In the early days of the internet, almost nothing was known about the people behind the content. Back in the Arpanet institutional days, you were nothing more than an email address or a machine ID. Flash forward a few decades and for those of us who have opened our digital identities to the world, there is almost nothing that you can’t find out. I find the entire transformation interesting.

One of the advantages of the earlier era was that you could be anyone you wanted. If you were on a newsgroup dedicated to a particular subject, your “handle” could be an expression of how you feel about that group, or maybe who you’d like to be in real life. You could then turn around and create an entirely different (and even contrary) image on a bulletin board system (BBS) or other outlet.

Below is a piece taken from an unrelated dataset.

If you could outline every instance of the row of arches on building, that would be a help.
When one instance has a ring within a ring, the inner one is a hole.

There is certainly nothing wrong with roleplaying (I did it for years in high school and college) but sometimes it is just too much to keep straight. The other downside has been when it comes to cheating in relationships, lying to unsuspecting innocents, and fraud in general. Does that imply that anyone who creates fictional alter-egos intends to do something fraudulent? No way! It is just a temptation that was out there.

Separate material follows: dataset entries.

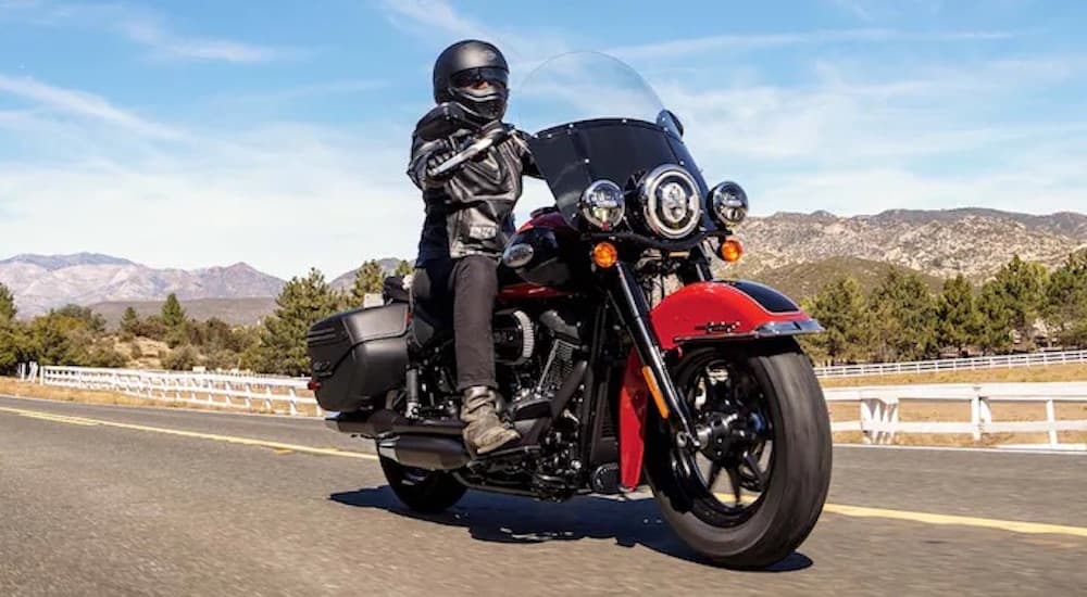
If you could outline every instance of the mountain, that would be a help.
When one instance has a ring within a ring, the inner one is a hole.
[[[752,217],[737,229],[745,275],[835,257],[883,262],[937,278],[979,283],[1013,254],[1055,266],[1087,245],[1087,215],[1035,216],[996,209],[892,209],[840,217],[827,212]],[[854,264],[855,265],[855,264]]]
[[[0,283],[15,295],[21,317],[67,303],[272,297],[284,281],[238,263],[202,269],[154,269],[128,259],[80,253],[16,255],[0,262]]]
[[[128,259],[111,257],[100,253],[76,253],[74,255],[23,254],[0,261],[0,266],[11,264],[36,265],[49,271],[77,265],[136,265]]]
[[[944,288],[944,280],[929,276],[924,271],[892,265],[885,262],[861,259],[859,257],[829,257],[817,262],[797,263],[774,268],[763,268],[757,272],[748,272],[737,268],[735,277],[749,278],[757,282],[772,285],[791,296],[796,301],[814,296],[828,280],[839,276],[851,276],[867,294],[879,284],[879,281],[891,269],[903,274],[916,274],[928,289],[938,293]],[[728,270],[725,270],[726,272]]]
[[[162,313],[164,301],[110,301],[88,305],[102,314],[110,328],[121,323],[125,309],[133,307],[140,317]],[[186,315],[204,321],[217,317],[235,326],[253,326],[275,310],[274,296],[250,296],[242,298],[187,298],[182,301]]]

Maybe because it is just too much to remember, I have always been “just me.” Sure, I am [New Media Titan] on the XBox Live profile, but that is an extension of who I am everywhere. Sure, I have adopted a nickname or two in my podcasts “The CDogg,” “The Bandit,” “BigDog” etc.. but my name was always a part.

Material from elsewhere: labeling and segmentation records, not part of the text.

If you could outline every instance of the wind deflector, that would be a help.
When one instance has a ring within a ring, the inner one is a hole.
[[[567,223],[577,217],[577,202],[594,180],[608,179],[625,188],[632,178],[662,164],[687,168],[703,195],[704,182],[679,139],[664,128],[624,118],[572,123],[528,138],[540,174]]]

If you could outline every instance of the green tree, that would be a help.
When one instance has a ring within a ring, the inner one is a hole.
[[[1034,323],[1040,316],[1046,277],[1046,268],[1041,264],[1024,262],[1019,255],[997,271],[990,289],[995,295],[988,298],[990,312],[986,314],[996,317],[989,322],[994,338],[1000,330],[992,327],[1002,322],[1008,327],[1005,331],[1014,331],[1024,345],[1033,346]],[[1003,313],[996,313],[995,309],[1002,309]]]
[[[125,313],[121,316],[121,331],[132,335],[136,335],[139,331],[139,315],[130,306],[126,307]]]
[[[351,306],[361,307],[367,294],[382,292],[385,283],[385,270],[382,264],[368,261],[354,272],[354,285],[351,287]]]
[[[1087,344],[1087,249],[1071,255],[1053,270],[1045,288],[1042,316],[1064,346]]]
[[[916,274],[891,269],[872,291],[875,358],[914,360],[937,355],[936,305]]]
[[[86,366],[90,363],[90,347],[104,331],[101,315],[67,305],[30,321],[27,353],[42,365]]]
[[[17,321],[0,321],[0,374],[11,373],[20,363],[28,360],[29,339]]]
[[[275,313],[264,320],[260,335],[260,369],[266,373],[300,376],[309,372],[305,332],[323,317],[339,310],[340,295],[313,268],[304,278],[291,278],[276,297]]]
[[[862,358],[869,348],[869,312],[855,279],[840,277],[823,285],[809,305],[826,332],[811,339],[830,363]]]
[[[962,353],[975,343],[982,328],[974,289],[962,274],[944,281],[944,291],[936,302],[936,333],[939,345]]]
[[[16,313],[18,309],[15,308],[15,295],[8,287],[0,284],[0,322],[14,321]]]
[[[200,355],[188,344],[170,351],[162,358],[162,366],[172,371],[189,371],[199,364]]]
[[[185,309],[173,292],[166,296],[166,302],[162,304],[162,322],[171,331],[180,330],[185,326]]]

Fast forward to today and everything in the news is about how there is nowhere to hide.  Everything you do, say and view online is being recorded and shared with the NSA, big business and who knows who else.

The upside of all this transparency is that we can actually get to know someone online a bit easier. I can learn who among my online friends is inquisitive, funny, happy, sad, a fan of cats – you name it. Sure, it isn’t a 100% perfect insight into them! but it sure helps.

Take their postings with a grain of salt but enjoy the leverage that tech provides in connecting you to people. We are all spinning together on this big blue marble.